Из тех, кого я знал, хорошо никто не жил, у каждого что-нибудь… То на войне родные гибли, то бедность, то болезни, то в тюрьме кто-то из близких. И всех было жалко – я всем сочувствовал. Да, сам я часто болел, да, есть хотелось почти всегда, да, умирали мои близкие один за другим, отец был на фронте. Временами посещали мысли и о моей сладкой желанной смерти. Я жаловался, конечно, бывало, что плакал, но в глубине души почему-то всегда казалось, что другим хуже, чем мне!

Теперь, с расстояния десятков лет, вспоминая себя как бы со стороны, вижу болезненного мальчишку, хлипкого, голодного, стеснительного, робкого – в чем душа держится?… – но… изо всех сил пытающегося понять и пожалеть всех.

Фантазия: солнечное весеннее утро.

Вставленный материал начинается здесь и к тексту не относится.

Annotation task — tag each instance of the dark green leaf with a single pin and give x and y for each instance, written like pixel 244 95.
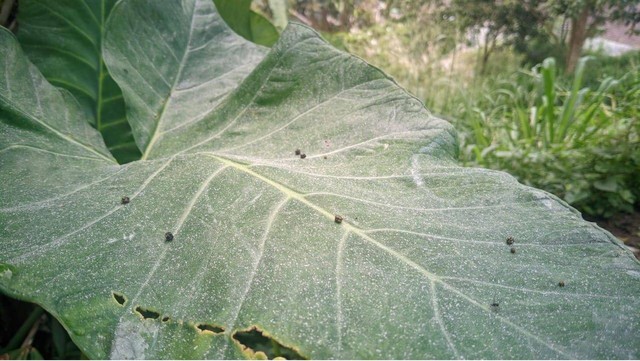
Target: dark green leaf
pixel 64 40
pixel 414 270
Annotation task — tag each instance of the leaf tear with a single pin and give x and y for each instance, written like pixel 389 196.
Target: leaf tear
pixel 119 297
pixel 256 343
pixel 146 313
pixel 205 327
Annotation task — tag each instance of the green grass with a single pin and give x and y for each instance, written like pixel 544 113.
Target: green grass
pixel 578 142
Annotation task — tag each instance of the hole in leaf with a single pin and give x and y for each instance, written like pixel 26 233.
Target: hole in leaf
pixel 209 328
pixel 147 313
pixel 119 298
pixel 255 341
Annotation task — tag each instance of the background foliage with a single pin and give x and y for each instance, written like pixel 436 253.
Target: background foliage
pixel 492 82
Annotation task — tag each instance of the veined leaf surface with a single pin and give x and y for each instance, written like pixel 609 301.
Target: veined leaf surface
pixel 413 271
pixel 63 38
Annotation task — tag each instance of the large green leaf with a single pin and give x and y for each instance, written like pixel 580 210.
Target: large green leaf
pixel 64 39
pixel 411 272
pixel 246 22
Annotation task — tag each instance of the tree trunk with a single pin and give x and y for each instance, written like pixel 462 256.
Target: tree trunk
pixel 576 39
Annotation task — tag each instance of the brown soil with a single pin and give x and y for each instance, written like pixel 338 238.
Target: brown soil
pixel 626 227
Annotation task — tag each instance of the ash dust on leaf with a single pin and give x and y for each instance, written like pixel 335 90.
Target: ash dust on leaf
pixel 255 341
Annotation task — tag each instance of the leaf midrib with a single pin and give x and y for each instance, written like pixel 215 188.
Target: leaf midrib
pixel 349 228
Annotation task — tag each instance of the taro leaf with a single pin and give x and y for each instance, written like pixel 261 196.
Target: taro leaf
pixel 255 256
pixel 246 22
pixel 63 39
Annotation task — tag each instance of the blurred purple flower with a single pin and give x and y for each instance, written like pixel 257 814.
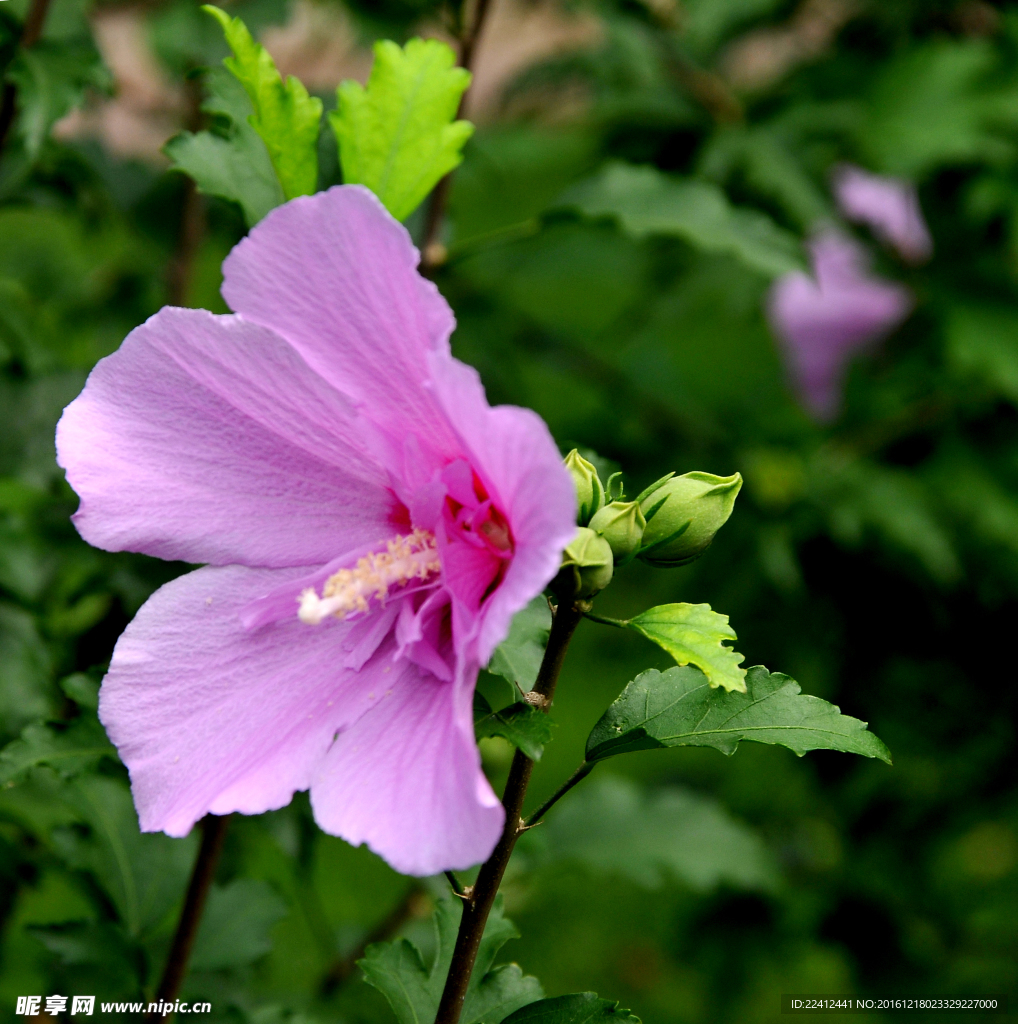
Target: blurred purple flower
pixel 888 206
pixel 370 523
pixel 823 321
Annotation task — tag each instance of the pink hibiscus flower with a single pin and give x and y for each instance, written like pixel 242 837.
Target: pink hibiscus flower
pixel 822 322
pixel 370 526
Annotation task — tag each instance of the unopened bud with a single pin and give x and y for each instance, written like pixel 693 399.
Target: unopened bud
pixel 622 524
pixel 587 563
pixel 683 513
pixel 590 492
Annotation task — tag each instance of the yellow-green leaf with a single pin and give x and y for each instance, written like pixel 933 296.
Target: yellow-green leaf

Я просыпаюсь в своей детской кроватке. Солнце кругом – и на потолке, и на обоях, на шкафу, на буфете, ослепительно светятся окна. Открыты форточки, и слышно, как поют птицы. Ощущение радости, счастья переполняет мое детское тело, я сладко потягиваюсь. Молодое, прекрасное, самое любимое лицо склоняется ко мне. Это мама. Она улыбается, солнце играет на ее каштановых волосах, на щеках, на губах, ее глаза искрятся нежностью, весельем, радостью. Она любит меня, я чувствую, что для нее нет ничего, никого дороже, чем я.

– Ты проснулся? Вставай скорей, будем пить чай, а потом пойдем гулять. Смотри, какая погода хорошая!

А потом приходит молодой, красивый, сильный отец. Он выхватывает меня из кровати, подбрасывает с веселым смехом, потом опускает на пол, и я бегу умываться…

Да, это только фантазия, приторно-сладкая мечта. Такого солнечного весеннего, счастливого утра не было в моей жизни ни одного. Ни разу.

Думаю, что многие мои соотечественники и сверстники (думаю, что большинство) могут сказать о себе, увы, то же самое.

Вспоминаю детство, юность, оглядываюсь вокруг себя и вижу: насилие, непонимание, жестокость, убийства всегда бушевали да и теперь бушуют вокруг. И сплошь да рядом связаны они с тем, что должно сопровождаться, наоборот, любовью. Почему?